I can understand an organization pursuing their business interests, but it is important for them not to sacrifice the service to their customers in the process. Fans do not want mandatory price floors or forced mobile ticket purchases, and they definitely don't want to be shamed for buying tickets below market value. The Yankees are allowed to follow their best monetary interests, and so are fans.

I can also understand (partially) the fraud aspect, if that's at all relevant and not just some cover-up for the feud with the secondary market. In an interview on the Michael Kay Show, Trost outlined how fraud with print-at-home tickets was "rampant", and how Yankee Stadium employees supposedly dealt with fans trying to scan in with tickets that were copied multiple times. He didn't provide anything in the way of numbers, so "rampant" is all the evidence provided.

This likely won't be the end. Fans will continue to be outraged about this as we lead up to Opening Day, and from that point on, it's anybody's guess.

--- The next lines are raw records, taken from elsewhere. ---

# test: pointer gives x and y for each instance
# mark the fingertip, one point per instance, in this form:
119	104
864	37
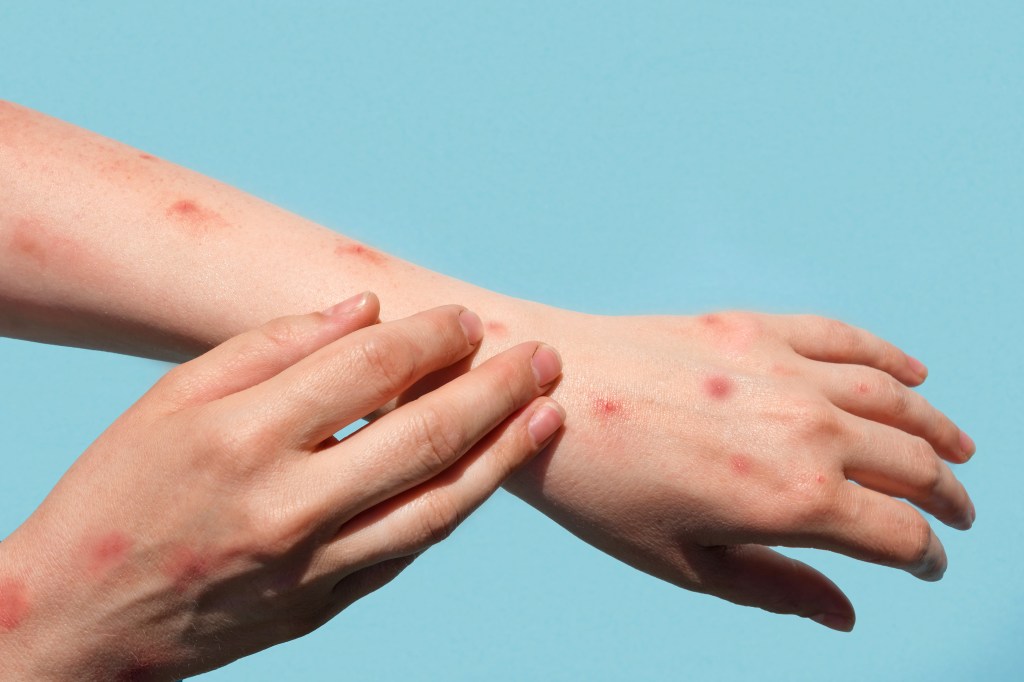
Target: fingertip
547	365
472	326
351	305
968	446
837	622
545	422
918	369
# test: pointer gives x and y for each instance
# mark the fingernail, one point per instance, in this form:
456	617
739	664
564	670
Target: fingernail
544	423
834	621
918	367
547	365
967	444
472	326
349	305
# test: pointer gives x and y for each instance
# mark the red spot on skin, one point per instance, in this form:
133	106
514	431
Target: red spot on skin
364	253
194	217
606	408
710	320
184	566
108	553
717	387
496	328
740	464
13	604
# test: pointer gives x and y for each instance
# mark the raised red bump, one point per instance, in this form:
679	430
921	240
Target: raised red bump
717	387
740	464
496	328
197	219
13	604
606	408
361	252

At best, this is a minor inconvenience that we all forget about by mid-April. At worst, this is a PR nightmare that alienates a ton of working class fans who want cheap tickets, and it could bring in Attorney General Eric Schneiderman, who has already targeted the NFL for their price floors.

Whatever happens, one thing is for certain. The Yankees' ownership and business operations continue to be out of touch with the average fan's needs, and that's not changing any time soon.